伴随着一阵马蹄声,一辆马车也很快就驶入众人眼前,尚有余力地百姓们立刻冲上前围着马车,一遍遍的哭求,求县令救他们。

马车被围得水泄不通,郑县令就直接跳下马车了,他红着眼看着凄惨的百姓们,只觉得对不住他们,更是愧对自身的乌纱帽。

“各位,如今天灾难熬,我们必须同舟共济,共同度过这次的难关。”郑县令声音沙哑的喊着,“我已经让各镇的商户布施,必不会放弃你们!”

百姓们只是哭,知道县令没有放弃他们,心里就能安慰许多,也觉得日子能更有盼头,否则真不知道该怎么办了。

他又扬声安慰了几句,这才匆匆走到食肆前,看到了排着的长队和正在熬煮的粥,以及站在锅前搅和的元照。

“县令!真的是县令!”章良还没走远,听见动静就又乐呵呵的回来了,“元老板,县令真的来了,居然被我等到了……”

元照猛地抬头看去,就见郑县令正在看着他,他赶紧将勺子递给旁边人,“草民参见县令大人。”

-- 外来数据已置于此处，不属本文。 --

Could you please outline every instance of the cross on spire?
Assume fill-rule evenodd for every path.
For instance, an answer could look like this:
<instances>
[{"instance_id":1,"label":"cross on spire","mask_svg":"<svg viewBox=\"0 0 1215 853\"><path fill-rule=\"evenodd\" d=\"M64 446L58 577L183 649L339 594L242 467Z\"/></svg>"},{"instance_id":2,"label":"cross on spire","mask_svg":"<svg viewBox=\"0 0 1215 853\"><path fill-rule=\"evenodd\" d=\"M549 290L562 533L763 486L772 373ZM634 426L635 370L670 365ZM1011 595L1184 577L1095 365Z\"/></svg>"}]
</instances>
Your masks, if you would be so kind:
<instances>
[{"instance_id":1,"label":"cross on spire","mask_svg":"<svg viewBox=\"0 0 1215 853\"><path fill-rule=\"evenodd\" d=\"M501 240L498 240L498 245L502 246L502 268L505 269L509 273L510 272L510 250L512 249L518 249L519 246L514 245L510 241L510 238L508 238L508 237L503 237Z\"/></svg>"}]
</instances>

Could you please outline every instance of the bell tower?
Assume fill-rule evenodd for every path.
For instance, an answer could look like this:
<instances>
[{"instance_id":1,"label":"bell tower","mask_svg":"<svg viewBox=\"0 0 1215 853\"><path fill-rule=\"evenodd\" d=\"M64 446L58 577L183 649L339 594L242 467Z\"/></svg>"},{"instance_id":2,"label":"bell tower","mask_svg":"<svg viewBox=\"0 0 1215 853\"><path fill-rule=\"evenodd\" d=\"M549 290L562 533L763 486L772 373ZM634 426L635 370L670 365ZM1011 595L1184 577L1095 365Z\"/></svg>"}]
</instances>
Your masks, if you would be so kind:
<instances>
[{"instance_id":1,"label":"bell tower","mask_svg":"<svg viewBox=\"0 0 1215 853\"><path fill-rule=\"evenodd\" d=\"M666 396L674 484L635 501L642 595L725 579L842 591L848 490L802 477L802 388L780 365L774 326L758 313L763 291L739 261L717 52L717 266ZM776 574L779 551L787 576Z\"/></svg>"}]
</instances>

“元照,你做得很好。”郑县令说着也看向挺着肚子的章良,“你也辛苦了,待渡过难关,本官自会好好嘉奖你们!”

章良一扫方才的焦急和为难,笑道:“这都是我们该做的,元老板快说话!”

“是……”元照应了一声。

接下来的米粥是县令亲自打的不管是浑身脏臭的乞丐,还是衣衫褴褛的穷苦人,他都不曾嫌弃,甚至是郑重的将碗递给他们。

在心里求他们能多坚持一日,再一日。

将最后一大锅粥分完,也没有排队的人了,元照便让伙计们收拾妥当,将铺子大门关起来,在里面和县令说话。

热浪腾着身体,即便太阳已经不似晌午那样热,但也依旧比平时要热很多。

伙计给县令和章良端了碗凉水,坐在屋里却有些不知道该说什么,眼下时局不下雨不能破局。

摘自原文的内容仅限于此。